Annika macht ihre Arbeit hingegen recht gut, und schießt ja nicht zum ersten Mal etwas über das Ziel hinaus und findet sich am Ende in lebensbedrohlichen Situationen wieder. Klar, ein bißchen Thrill muss so ein Krimi schließlich auch bieten. Was mir an Marklund jedoch gefällt ist, dass sie sich nicht ausschließlich auf die Kriminalgeschichte beschränkt, sondern die Seiten auch mit Leben füllt. Dass sie Kleinigkeiten einfließen lässt, wie z.B. wie Annika protestierte als sie um ihr Wechselgeld betrogen wurde. Oder was sie sich aus der Minibar schnappt als sie hungrig im Hotelzimmer sitzt. Für manche sind das vielleicht überflüssige Details - für mich sind sie Einzelteile des großen Puzzles, der den/die Protagonisten für mich greifbarer machen lässt.

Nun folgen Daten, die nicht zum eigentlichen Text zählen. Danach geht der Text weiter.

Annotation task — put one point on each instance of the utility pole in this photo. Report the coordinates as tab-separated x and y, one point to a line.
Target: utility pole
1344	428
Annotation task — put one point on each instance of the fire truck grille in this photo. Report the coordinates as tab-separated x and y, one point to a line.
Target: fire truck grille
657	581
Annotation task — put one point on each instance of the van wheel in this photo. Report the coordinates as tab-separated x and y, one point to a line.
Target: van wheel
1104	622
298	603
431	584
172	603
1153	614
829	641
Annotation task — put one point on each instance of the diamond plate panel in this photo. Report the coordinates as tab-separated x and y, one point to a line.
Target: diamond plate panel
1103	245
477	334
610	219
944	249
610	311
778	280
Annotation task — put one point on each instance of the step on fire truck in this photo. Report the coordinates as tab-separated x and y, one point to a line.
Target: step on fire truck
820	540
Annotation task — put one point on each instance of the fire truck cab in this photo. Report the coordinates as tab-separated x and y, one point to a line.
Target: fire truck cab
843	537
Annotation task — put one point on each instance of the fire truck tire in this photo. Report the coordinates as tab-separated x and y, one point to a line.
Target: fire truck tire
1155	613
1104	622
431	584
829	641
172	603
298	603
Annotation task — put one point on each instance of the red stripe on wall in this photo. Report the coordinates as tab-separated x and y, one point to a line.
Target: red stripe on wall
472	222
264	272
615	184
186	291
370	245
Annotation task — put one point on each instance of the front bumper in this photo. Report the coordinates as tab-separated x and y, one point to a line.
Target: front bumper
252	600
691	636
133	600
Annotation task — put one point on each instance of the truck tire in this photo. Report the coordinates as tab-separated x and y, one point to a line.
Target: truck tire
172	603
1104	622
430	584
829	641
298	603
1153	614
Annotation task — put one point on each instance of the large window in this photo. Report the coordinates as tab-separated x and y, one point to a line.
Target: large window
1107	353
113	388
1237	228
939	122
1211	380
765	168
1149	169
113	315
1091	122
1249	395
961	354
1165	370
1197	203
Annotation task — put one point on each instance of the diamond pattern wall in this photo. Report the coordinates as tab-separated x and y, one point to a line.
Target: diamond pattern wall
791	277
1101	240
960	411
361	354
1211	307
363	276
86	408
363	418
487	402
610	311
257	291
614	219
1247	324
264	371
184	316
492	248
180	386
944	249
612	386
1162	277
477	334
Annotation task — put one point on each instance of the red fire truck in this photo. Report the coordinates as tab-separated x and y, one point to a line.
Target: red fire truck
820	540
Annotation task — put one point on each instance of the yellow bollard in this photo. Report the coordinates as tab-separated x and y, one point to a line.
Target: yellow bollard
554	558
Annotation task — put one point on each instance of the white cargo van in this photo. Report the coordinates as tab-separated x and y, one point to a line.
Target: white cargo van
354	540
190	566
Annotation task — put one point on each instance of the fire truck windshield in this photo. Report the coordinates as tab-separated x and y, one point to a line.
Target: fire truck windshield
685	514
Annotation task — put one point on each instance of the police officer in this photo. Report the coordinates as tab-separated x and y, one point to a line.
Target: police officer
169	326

Der Einstieg in den Roman ist etwas verwirrend, da zwischen verschiedenen Erzählformen, -zeiten, -sichten und vor allem -inhalten hergesprungen wird. Bald aber schon wird die Struktur klarer, und Stück für Stück treten die Zusammenhänge hervor. Blöd ist bei solchen Romanen, wo es am Ende den großen Aha-Effekt gibt, dass man am liebsten noch mal von vorne anfangen möchte um auf Kleinigkeiten achten zu können, die dem aufmerksamen Leser manche Dinge vielleicht schon vorher einiges offenbart hätten oder um einfach nur im Kopf das große Knäuel, das sich am Ende bildet wenn alle Stränge zusammenlaufen, entknoten zu können. Vielleicht ergibt sich ja irgendwann einmal die Gelegenheit, das Buch noch mal zu lesen.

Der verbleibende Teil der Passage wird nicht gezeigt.